Vittoria ha sempre creduto che non sarebbe mai arrivato il momento in cui si sarebbero contese un ragazzo, tanto meno uno che nessuna delle due avrebbe potuto avere, e invece eccole lì, entrambe pronte però a gettare le armi.
<<E' stato uno sbaglio, gli ho già detto che non succederà più>> risponde risoluta Vittoria.
La bruna sembra voler dire qualcosa, poi ci ripensa e piuttosto mangia altro gelato.
<<Parlami Clary>> la esorta, non avendo intenzione di portare avanti quella situazione ancora per molto <<Arrabbiati, sfogati>>
<<Non sono arrabbiata>> si affretta a dichiarare, scuotendo lentamente la testa e con un modo di fare duro che sembrerebbe indicare il contrario <<La cosa che mi fa rimanere male è che tu abbia dovuto aspettare una scusa per fare qualcosa che volevi fare, come se un gesto eclatante come quello che hai fatto fosse più facile di parlarmi e dirmi che Archie Davidson ti piace>>
<<Non l'avrei fatto se non avessi avuto bisogno di portarlo via da lì>> specifica però Vittoria, non perdendo tempo a negare.
<<Si, ma questo non toglie che avresti voluto e non me ne hai mai parlato>> continua l'altra.
Vittoria sa che non è solo quello il punto, che il fatto che ci sia proprio Archie di mezzo centra eccome, ma decide di non sforare i limiti di ciò di cui Clarice vuole parlare.
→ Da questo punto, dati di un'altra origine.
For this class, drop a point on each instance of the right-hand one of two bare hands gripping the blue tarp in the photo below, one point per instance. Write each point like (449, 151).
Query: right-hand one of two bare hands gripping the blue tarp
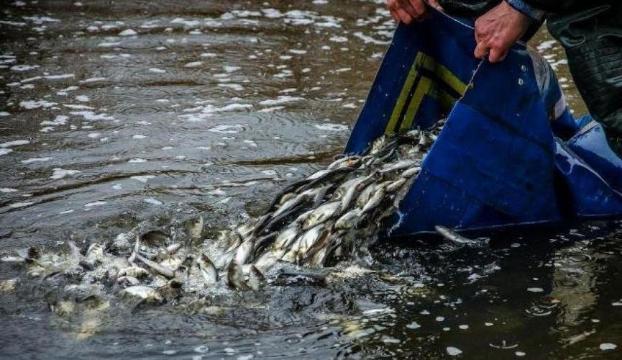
(497, 30)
Su certe cose, infondo, si capiscono anche senza dover parlare.
<<E' che sono meglio nel fare gesti impulsivi che nelle chiacchiere a cuore aperto>> afferma scrollando le spalle, l'espressione colpevole <<Mi dispiace>>
<<Alla fine andiamo d'accordo proprio perchè siamo così diverse, no?>> risponde Clarice, abbandonando definitivamente il cucchiaio nel gelato e spallandosi sulla sedia per poi cercare lo sguardo di Vittoria <<Non voglio litigare per qualcosa di stupido come un ragazzo>>
<<Un po' di dramma adolescenziale>> ride Vittoria, agganciando gli occhi della sua migliore amica e suggellando quella pace in un battito di ciglia.
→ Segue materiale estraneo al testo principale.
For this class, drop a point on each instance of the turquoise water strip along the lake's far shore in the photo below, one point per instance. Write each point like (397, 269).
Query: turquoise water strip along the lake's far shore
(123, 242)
E' stato più facile di quanto si sarebbe immaginata, con meno grida e meno lacrime, ma infondo Clarice glie l'aveva sempre detto, solo una cosa non le avrebbe mai perdonato: se si fosse dimenticata del suo compleanno. Per il resto avrebbero potuto superare tutto.
<<Clary, ho preso una decisione>> dice la bionda dopo qualche attimo di silenzio, il tempo sufficiente che le basta per arrivare a quella conclusione senza averci neanche pensato prima <<Smettiamo di truffare la gente>>
Clarice annuisce leggermente, le labbra strette in un'espressione buffa.
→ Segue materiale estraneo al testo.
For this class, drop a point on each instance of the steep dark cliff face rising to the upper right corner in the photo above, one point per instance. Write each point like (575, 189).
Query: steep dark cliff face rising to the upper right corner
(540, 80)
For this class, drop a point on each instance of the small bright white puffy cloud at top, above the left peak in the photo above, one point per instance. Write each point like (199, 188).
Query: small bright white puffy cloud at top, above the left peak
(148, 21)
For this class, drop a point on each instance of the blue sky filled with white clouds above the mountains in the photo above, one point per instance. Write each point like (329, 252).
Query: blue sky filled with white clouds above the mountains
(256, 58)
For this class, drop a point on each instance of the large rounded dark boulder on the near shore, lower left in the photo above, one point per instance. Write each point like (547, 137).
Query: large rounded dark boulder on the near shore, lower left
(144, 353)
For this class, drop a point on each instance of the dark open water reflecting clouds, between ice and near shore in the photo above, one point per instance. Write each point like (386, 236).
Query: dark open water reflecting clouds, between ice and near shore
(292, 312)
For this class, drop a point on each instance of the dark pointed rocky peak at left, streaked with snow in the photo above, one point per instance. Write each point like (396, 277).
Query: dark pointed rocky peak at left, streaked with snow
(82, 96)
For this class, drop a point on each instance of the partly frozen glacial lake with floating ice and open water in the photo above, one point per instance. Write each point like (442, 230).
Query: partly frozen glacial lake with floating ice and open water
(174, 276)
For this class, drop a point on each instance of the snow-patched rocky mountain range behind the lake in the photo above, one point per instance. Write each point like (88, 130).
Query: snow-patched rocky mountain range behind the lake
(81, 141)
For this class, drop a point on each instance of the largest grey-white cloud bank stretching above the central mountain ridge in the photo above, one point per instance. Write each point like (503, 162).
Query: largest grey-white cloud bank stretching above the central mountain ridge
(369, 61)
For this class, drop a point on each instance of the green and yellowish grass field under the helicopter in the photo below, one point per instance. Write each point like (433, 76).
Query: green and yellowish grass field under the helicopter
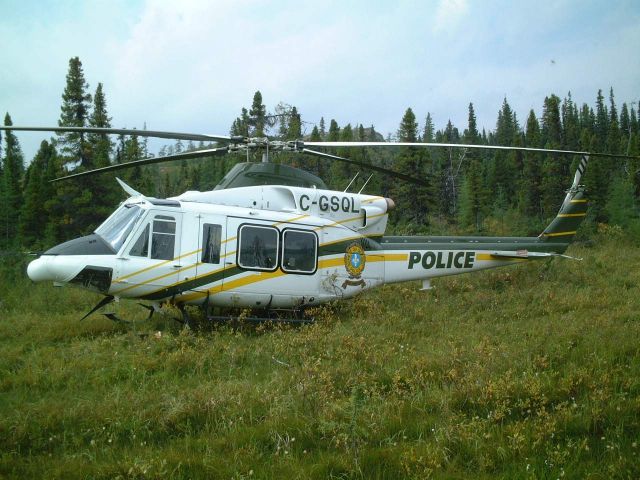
(531, 371)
<<Facciamone un'ultimo>> controbatte quest'ultima <<Uno grosso, e che abbia un senso>>
<<Andata>> esclama Vittoria, tornando ad afferrare il cucchiaio di gelato e invitando con un cenno Clarice a fare lo stesso <<All'ultima, grossa, truffa>> dice e non appena anche l'altra alza per aria il suo cucchiaio li fa scontrare, in un improvvisato e ridicolo brindisi.